A survey asks: 'Given the well-documented health benefits of regular exercise, how many times per week do you work out?' This question is an example of:
ASocial desirability bias — it implies an admirable behavior respondents feel pressured to report
BA leading question — it embeds an assumption ('well-documented benefits') that will inflate reported exercise frequency
CAcquiescence bias — respondents will tend to agree with the embedded premise regardless of their behavior
DA double-barreled item — it asks about both frequency and type of exercise simultaneously
The phrase 'well-documented health benefits' presupposes both that exercise is beneficial and that respondents should be exercising. This framing makes respondents more likely to overreport exercise frequency to align with the embedded assumption. Leading questions do not measure the true construct — they measure the construct contaminated by the question's framing.
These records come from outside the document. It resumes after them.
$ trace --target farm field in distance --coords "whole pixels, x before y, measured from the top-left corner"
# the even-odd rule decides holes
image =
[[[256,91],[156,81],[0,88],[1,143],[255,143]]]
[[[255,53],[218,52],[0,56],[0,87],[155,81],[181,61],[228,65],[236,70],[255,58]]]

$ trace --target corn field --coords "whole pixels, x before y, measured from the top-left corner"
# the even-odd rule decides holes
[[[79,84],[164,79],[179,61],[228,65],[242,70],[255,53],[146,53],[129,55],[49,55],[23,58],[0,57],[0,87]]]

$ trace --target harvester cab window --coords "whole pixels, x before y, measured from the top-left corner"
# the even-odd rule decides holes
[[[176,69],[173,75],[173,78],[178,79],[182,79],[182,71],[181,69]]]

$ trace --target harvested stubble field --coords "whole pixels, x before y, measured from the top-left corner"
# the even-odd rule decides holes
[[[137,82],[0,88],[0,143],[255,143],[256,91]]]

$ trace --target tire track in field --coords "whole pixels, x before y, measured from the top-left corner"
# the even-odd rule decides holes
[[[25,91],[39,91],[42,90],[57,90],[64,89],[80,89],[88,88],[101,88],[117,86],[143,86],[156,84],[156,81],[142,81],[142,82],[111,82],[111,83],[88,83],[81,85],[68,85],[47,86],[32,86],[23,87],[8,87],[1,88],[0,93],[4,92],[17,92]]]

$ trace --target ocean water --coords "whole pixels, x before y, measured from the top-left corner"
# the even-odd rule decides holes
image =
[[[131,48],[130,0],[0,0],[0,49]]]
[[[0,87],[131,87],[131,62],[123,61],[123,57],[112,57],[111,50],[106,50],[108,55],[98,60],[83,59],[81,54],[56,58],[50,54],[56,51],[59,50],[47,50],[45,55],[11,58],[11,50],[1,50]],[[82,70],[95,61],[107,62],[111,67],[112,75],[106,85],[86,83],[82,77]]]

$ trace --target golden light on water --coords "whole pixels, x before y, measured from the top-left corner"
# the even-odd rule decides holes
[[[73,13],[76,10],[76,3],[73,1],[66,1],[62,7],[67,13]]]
Question 2 Multiple Choice
A researcher asks about general life satisfaction at the end of a long section about recent personal setbacks and regrets. Compared to placing the life satisfaction question first, this order will likely:
AHave no effect, since life satisfaction is a stable trait unaffected by question order
BProduce lower satisfaction ratings, because the preceding questions prime negative thoughts that are still cognitively accessible
CProduce higher satisfaction ratings, because participants feel relief and contrast their hardships against their baseline
DProduce more honest responses, since participants are in a more reflective and introspective state
This is a question order effect driven by the availability heuristic: the preceding questions about setbacks make negative experiences cognitively accessible, so they are disproportionately weighted when assessing overall life satisfaction. Survey responses are not retrieved from a stable mental file — they are constructed in the moment from whatever is most accessible. Randomizing question order within sections is a practical defense against the worst of these effects.
Question 3 True / False
A question about general happiness placed after several questions about recent disappointments will tend to produce lower happiness ratings than the same question placed at the beginning of the survey.
TTrue
FFalse
Answer: True
Question order effects are well-documented and operate through priming and the availability heuristic. Questions that activate negative affect or make negative memories cognitively salient raise the weight of those experiences in subsequent judgments. This is not random noise — it is a predictable psychological mechanism that must be controlled for in survey design.
Question 4 True / False
Adding more questions to a survey increases its validity by providing more data points about the construct being measured.
TTrue
FFalse
Answer: False
Validity is about whether questions accurately measure the intended construct, not about quantity. Poorly worded items — leading questions, double-barreled items, ambiguous phrasing — reduce validity regardless of how many items are included. A short survey of well-designed questions is more valid than a long survey contaminated by bias. Length can improve reliability (by averaging over more observations) but does not guarantee validity.
Question 5 Short Answer
What is acquiescence bias, and how does including reverse-keyed items in a Likert-scale survey help detect and correct for it?
Think about your answer, then reveal below.
Model answer: Acquiescence bias is the tendency to agree with survey items regardless of content — respondents systematically lean toward 'agree' or 'strongly agree' independent of what the item says. Reverse-keyed items state the opposite of the measured construct, so a high scorer on the trait should *disagree* with them. If a respondent agrees with both regular and reverse-keyed items equally, that pattern flags acquiescence. Researchers can identify affected respondents and correct scores accordingly.
Acquiescence bias is particularly problematic for agree/disagree and true/false formats. If all items on a scale point the same direction, there is no way to distinguish genuine agreement from systematic acquiescence. Reverse-keyed items create an internal consistency check and allow researchers to separate authentic responses from response style artifacts.